- Trenton Corners Location within Illinois Trenton Corners Location within the United States
- Coordinates: 40°55′29″N 90°06′32″W﻿ / ﻿40.92472°N 90.10889°W
- Country: United States
- State: Illinois
- County: Knox
- Township: Persifer
- Elevation: 584 ft (178 m)
- Time zone: UTC-6 (CST)
- • Summer (DST): UTC-5 (CDT)
- Area code: 309

= Trenton Corners, Illinois =

Trenton Corners is an unincorporated community in Persifer Township, Knox County, Illinois. Trenton Corners is just west of the Spoon River at the intersection of U.S. Highway 150 and Knox County Highway 15.

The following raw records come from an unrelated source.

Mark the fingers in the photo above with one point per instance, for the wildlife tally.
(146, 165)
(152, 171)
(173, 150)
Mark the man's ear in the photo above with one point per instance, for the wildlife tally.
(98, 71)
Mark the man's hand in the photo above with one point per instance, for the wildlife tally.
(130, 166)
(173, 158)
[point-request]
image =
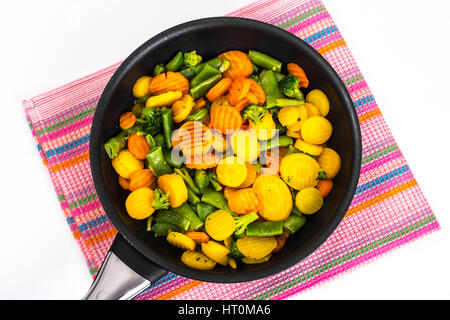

There was formerly an early settlers' town called Trenton. The new Town of Trenton was surveyed on 30 July 1839 by George A. Charles, County Surveyor of Knox County, IL, for Hiram Bowman, Proprietor and a Minister of Gospel. It contained 160 acres, and was located in the NW Quarter, Section 25, Township 11N, Range 3E, 4th Principal Meridian, as granted by US Land Patent #14379 to Bowman on 3 November 1840. The small town consisted of 16 blocks divided into 113 lots, with 9 named streets, plus a public square. On 5 December 1839, Anselm Goodman, previously of Hart County, Kentucky and Lawrence County, IL, was appointed as its Postmaster, and on 16 December, he purchased eight of the 16 blocks, plus Lot 10 of Block 5, of the new town from Hiram Bowman. From 1839 to early 1850s, Bowman and Goodman sold lots to new residents. In 1842, Goodman and his wife Nancy sold Lot 5 in Block 4 for $1 to the Trustees of School District No. Three for new school.

In 1888, the Santa Fe Railway located north of the town. The businesses and the population of the town moved closer to the railroad into the new town of Dahinda, and Trenton ceased to be a place of importance. Several small businesses were still located in Trenton Corners until recently but none remain today. The Persifer Township hall and maintenance facility and the Trenton Cemetery are located near Trenton Corners.